Amid the ongoing housing crisis in North Grenville, a public meeting on June 14 provided details on two new housing developments in North Grenville.
The Municipality of North Grenville and Habitat for Humanity are planning a 15-unit townhouse development. Three of these units will be accessible.
In 2019, the municipality severed and gifted 2,094 square metres of land along Concession Road to Habitat for Humanity.
The land, severed from Kemptville Campus land, is being rezoned from institutional to residential to allow for the construction of an affordable townhouse development. The site plan is currently underway, and developers anticipate breaking ground in the spring.
The units are designed to provide low and moderate income families a path to home ownership.

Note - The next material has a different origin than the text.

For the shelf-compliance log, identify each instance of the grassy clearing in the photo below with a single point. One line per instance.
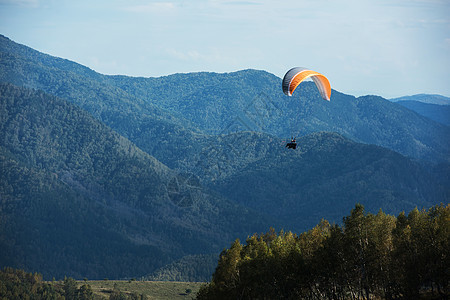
(160, 290)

Kristen Holinsky was in attendance of the meeting on behalf of Habitat for Humanity. She stated that Habitat for Humanity’s “model really does bridge a gap for families who face barriers to accessing traditional market ownership.”
The homes are sold at market value, but without a downpayment and with a mortgage that is no greater than 30% of the family’s income. Mayor Peckford noted that home ownership is something that has the capacity to “change a generational trajectory.” This is not an investment with temporary results; home ownership can change the lives of several generations.
Council also received some updates on the Oxford Village development.
398 units are approved for construction at this phase. The approval for the subdivision was inherited by our current council, and the meeting on June 14 was simply to change the location of single detached dwellings and townhouse dwellings. No substantial changes were made.
Council approves of the diverse housing types to be constructed at Oxford Village, which has is a mix of detached home, town house, and apartment-type units. However, none of these units are designated as affordable housing. Further, the development is intended for privately owned dwellings rather than rentals.
Though affordable housing imperatives cannot be retroactively applied to the plans already approved for Oxford Village, Mayor Peckford stated, “It is my hope that a discussion can be had with the developer about how to be inclusive of the affordable housing objectives that council has clearly communicated and is imposing on other developments.”
Though the sheer number of units being constructed in Oxford Village will perhaps alleviate some pressure on the local housing market, it’s only a solution for those who can afford it.